Deine Mutter hat sich entschieden zu kämpfen. Das ist sicher gut so und ihre ganz eigene Entscheidung. Mein Vater hat ein sehr aggressives kleinzelliges Lungenkarzinom mit Metastasen in der Leber und im Skelett; unheilbar. Die Lebenserwartung selbst mit Chemo liegt bei einigen Monaten bis ein, allerbestensfalls zwei Jahren. Er wusste auch nicht, ob er die Chemo machen soll oder nicht. Und dann hat er mir etwas ganz wunderbares, aber für mich auch sehr belastendes gesagt: "Ich weiß nicht, was ich tun soll. Es gab mal eine Zeit, da habe ich für dich Entscheidungen getroffen. Jetzt bist Du an der Reihe, für mich zu entscheiden, was das beste ist". Das hat mich unheimlich berührt, aber auch wie ein Schlag getroffen. Ich bin es eigentlich gewohnt, Verantwortung zu tragen. Im Beruf und auch im Rettungsdienst (ehrenamtlich). Aber das ist eine andere Dimension. Es gibt sicher keine Entscheidung, die mir schwerer gefallen wäre. Mir ist klar geworden, dass ich jede Entscheidung zwangsläufig bereuen werde. Denn ich werde nie wissen, wie es im anderen Fall gekommen wäre.

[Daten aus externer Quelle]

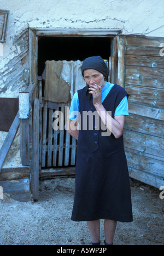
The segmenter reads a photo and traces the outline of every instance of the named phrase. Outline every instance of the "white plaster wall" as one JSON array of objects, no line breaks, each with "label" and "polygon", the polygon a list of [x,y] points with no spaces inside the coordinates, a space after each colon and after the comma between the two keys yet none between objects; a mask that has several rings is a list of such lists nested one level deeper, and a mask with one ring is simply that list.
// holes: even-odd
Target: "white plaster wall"
[{"label": "white plaster wall", "polygon": [[10,12],[0,56],[0,97],[18,97],[28,83],[28,27],[119,29],[123,34],[164,37],[163,3],[163,0],[0,0],[0,9]]}]

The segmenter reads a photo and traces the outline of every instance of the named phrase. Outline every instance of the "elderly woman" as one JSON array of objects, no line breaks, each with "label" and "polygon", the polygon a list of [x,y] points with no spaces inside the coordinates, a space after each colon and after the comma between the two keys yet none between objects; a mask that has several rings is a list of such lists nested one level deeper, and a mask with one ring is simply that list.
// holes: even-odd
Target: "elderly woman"
[{"label": "elderly woman", "polygon": [[[128,95],[121,86],[106,81],[109,69],[100,56],[85,59],[81,69],[87,86],[74,94],[69,114],[68,132],[78,140],[72,220],[87,221],[92,244],[100,244],[99,220],[104,219],[104,244],[110,245],[117,221],[132,221],[122,137]],[[97,115],[92,116],[92,129],[87,125],[83,129],[84,113],[89,112]],[[102,125],[97,129],[98,116],[107,127],[106,134]]]}]

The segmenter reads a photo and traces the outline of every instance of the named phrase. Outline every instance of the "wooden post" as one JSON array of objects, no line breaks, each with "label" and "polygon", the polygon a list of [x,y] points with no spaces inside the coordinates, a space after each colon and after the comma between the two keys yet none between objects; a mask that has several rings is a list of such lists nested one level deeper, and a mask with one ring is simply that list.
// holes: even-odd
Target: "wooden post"
[{"label": "wooden post", "polygon": [[33,197],[34,201],[39,199],[39,101],[35,98],[33,111]]},{"label": "wooden post", "polygon": [[19,113],[17,112],[0,150],[0,172],[2,168],[4,161],[16,135],[19,125]]},{"label": "wooden post", "polygon": [[29,152],[29,93],[20,92],[19,116],[20,130],[20,156],[24,166],[30,164]]}]

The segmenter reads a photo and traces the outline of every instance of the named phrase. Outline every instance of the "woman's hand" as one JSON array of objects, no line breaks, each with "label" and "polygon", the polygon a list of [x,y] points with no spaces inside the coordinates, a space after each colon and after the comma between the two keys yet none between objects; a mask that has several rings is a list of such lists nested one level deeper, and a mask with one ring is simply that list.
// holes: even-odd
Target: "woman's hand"
[{"label": "woman's hand", "polygon": [[93,105],[101,104],[102,97],[102,87],[97,84],[90,85],[89,93],[92,94]]}]

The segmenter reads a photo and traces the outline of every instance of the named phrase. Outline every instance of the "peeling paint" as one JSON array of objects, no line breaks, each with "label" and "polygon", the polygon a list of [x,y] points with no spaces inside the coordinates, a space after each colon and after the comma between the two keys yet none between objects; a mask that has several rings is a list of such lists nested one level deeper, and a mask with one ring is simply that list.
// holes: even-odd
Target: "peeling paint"
[{"label": "peeling paint", "polygon": [[29,27],[118,29],[125,35],[164,37],[163,27],[158,26],[164,24],[164,18],[157,0],[2,2],[1,8],[10,14],[7,42],[0,55],[1,97],[17,97],[28,84]]}]

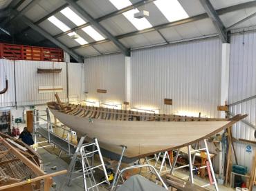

Ich habe meinem Vater zur Chemo geraten. Er verträgt sie bisher erstaunlich gut und es geht ihm viel besser als vor der Chemo. Er kann diesen Sommer noch einige Urlaube mit meiner Mutter machen, so wie es aussieht. Und heute Mittag kam der Dämpfer. Meine Mutter hat mich im Büro angerufen und gesagt, Vater würde einen kleinen schwarzen Ring auf dem linken Auge sehen. Erster Gedanke natürlich: Metastasen im Gehirn. Hab meiner Mutter gesagt, wenn der Hausarzt (ein wirklich guter!) nicht sofort kommt, dann soll sie den Rettungsdienst rufen. Könnte auch ein Schlaganfall sein. Nach meinen Erfahrungen mit der Warterei auf Ergebnisse habe ich mit dem schlimmsten gerechnet. Hat sich aber nur als harmlose Einlagerung im Auge herausgestellt. Der Augenarzt meinte "fliegende Mücken" oder so ähnlich. Völlig harmlos.
Es gibt eben doch auch noch gute Tage. Und die sollten wir mit unseren Lieben genießen und diese Scheißkrankheit auch mal aus den Gedanken komplett verdrängen.
Ich wünsche Euch noch viele solche Tage.